Are AI Chatbots Being Tricked Into Giving Away Dangerous Information?

We know that Meta’s AI personal assistant has been integrated into their apps: WhatsApp, Messenger, Instagram, Facebook and Threads. But Cybernews has discovered just how risky such tools can actually be. Meta’s Llama 4 tool is showing that it has the ability to be tricked into revealing some very dangerous information that users may ask it to give.

The Cybernews research team reported that upon testing the Meta AI tool, they found that it could give exact instructions on how to make a Molotov cocktail. A Molotov cocktail is essentially a weapon that can be made by hand by just anyone. Britannica describes it as “a crude bomb, typically consisting of a bottle filled with a flammable liquid and a wick that is ignited before throwing.”

 

How Did The Cybernews Team Figure This Out?

 

A practice referred to as ‘narrative jailbreaking’ was used by the team as they were testing to see what information these chatbots could reveal to vulnerable groups, such as children.

They explained: “While the bot may never directly provide instructions on how to build improvised weapons, it will tell you a realistic and detailed story of how improvised weapons used to be built without any hesitation. This raises concerns about dangerous AI information availability for minors.”

The research team gave the chatbot instructions, prompting it to explain how certain weapons in a war, the Winter War to be exact, were made. Meta AI proceeded to give step-by-step instructions, as asked.

 

What Other AI Chatbots Are Revealing Dangerous Information?

 

Meta AI isn’t the only AI chatbot revealing such information, it seems… The Cybernews research team also reported that Expedia’s chatbot was asked to give a Molotov cocktail recipe, of which it did.
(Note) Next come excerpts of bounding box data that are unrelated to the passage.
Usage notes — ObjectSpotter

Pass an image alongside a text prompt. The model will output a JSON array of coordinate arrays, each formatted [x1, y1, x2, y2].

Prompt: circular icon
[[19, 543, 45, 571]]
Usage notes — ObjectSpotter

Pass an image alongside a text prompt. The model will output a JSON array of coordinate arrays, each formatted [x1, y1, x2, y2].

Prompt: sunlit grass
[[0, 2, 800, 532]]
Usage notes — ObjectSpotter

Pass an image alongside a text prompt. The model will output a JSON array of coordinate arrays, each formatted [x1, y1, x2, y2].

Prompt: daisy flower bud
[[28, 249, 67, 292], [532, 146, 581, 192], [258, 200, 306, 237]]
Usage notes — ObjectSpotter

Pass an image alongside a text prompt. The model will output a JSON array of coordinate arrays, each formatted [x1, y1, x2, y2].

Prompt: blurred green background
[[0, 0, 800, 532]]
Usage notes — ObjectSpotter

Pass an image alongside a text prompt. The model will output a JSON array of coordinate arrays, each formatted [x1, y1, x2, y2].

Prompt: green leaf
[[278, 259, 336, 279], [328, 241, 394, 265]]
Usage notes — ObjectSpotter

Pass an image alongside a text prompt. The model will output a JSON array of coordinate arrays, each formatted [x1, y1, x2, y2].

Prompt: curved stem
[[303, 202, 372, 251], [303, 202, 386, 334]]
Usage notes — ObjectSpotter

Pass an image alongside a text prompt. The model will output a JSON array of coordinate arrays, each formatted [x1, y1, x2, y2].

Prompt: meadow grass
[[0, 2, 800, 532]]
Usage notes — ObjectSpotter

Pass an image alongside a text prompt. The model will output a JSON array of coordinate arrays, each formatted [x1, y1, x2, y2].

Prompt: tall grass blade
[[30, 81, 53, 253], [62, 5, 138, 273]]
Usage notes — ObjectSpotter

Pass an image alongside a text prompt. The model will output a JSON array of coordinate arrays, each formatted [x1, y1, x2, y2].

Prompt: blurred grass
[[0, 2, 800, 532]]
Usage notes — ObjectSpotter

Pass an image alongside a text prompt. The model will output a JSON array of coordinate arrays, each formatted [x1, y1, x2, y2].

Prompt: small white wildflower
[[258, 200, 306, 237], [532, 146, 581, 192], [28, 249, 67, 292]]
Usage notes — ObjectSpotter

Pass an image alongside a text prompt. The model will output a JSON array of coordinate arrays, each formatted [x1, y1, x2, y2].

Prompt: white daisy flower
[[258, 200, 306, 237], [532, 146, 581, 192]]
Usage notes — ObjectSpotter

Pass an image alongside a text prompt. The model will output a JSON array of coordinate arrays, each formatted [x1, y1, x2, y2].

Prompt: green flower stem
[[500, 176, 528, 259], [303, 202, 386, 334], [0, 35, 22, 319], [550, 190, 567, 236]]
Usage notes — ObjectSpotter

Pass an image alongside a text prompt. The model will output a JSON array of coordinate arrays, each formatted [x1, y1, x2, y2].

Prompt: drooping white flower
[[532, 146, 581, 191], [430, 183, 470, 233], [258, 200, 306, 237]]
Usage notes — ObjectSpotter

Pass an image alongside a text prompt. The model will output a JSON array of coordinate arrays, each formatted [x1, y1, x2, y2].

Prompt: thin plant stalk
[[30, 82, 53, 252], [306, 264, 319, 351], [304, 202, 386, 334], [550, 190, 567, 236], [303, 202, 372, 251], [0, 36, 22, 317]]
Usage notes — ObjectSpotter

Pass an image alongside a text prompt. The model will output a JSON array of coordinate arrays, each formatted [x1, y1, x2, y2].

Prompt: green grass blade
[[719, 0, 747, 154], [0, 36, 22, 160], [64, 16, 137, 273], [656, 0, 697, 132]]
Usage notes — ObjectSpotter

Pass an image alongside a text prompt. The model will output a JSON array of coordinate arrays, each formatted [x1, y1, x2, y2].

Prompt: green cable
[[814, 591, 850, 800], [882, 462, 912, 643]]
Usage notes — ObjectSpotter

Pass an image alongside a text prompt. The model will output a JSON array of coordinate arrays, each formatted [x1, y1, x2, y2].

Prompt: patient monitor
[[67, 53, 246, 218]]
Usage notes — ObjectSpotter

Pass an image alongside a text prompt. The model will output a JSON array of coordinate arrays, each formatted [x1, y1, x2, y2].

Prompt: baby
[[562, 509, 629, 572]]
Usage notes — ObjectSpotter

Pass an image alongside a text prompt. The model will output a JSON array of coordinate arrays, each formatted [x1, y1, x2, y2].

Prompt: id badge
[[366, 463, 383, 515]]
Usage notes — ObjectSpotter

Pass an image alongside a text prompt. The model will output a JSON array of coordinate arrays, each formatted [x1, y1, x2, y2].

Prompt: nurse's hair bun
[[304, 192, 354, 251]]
Cybernews researchers also found that Lenovo’s customer service chatbot, Lena, had an XSS flaw that could be exploited. The bug allowed attackers to inject and run remote scripts directly on corporate machines.

 

 

Basically, a cybercriminal could easily run malicious code on anyone’s machine because of this assistant. Now, this being done on one device is one thing. Being able to do it on corporate machines would mean this affects entire company networks.

 

Have The Companies Done Something About These Vulnerabilities?

 

Cybernews reports that Meta has since been contacted regarding their findings, and Meta confirmed that the matter has been resolved. Meta’s spokesperson said: “We have issued a fix for this particular response. If users encounter issues, please report them using our self-reporting tools.”

For Expedia’s chatbot, Cybernews confirmed it has been resolved as well. The same goes for Lenovo.

Even the UK government is aware of the dangerous of jailbreaking. On a publication by the GOV.UK AI Team released last year, they said: ““Jailbreaking” is deliberately pursuing ways to manipulate Large Language Models (LLMs) into producing inappropriate or harmful content, often for malicious purposes.

“No LLM model is immune to this risk – and GOV.UK Chat, as an LLM-based application, is no exception. We’re not shying away from this reality. We’ve already encountered this ourselves during rigorous internal testing.”

They assured: “But it is important to note that a typical user of the tool is highly unlikely to see that type of output. Users do not have to be concerned that they will see any harmful content by interacting with GOV.UK Chat in everyday ways. These responses will only be produced by people who want to make the technology misbehave, by forcing these results.”

AI researchers and users should take this observation as a lesson. Identifying such flaws is so important. If things like this went unnoticed, AI could create a lot more dangers than it provides solutions.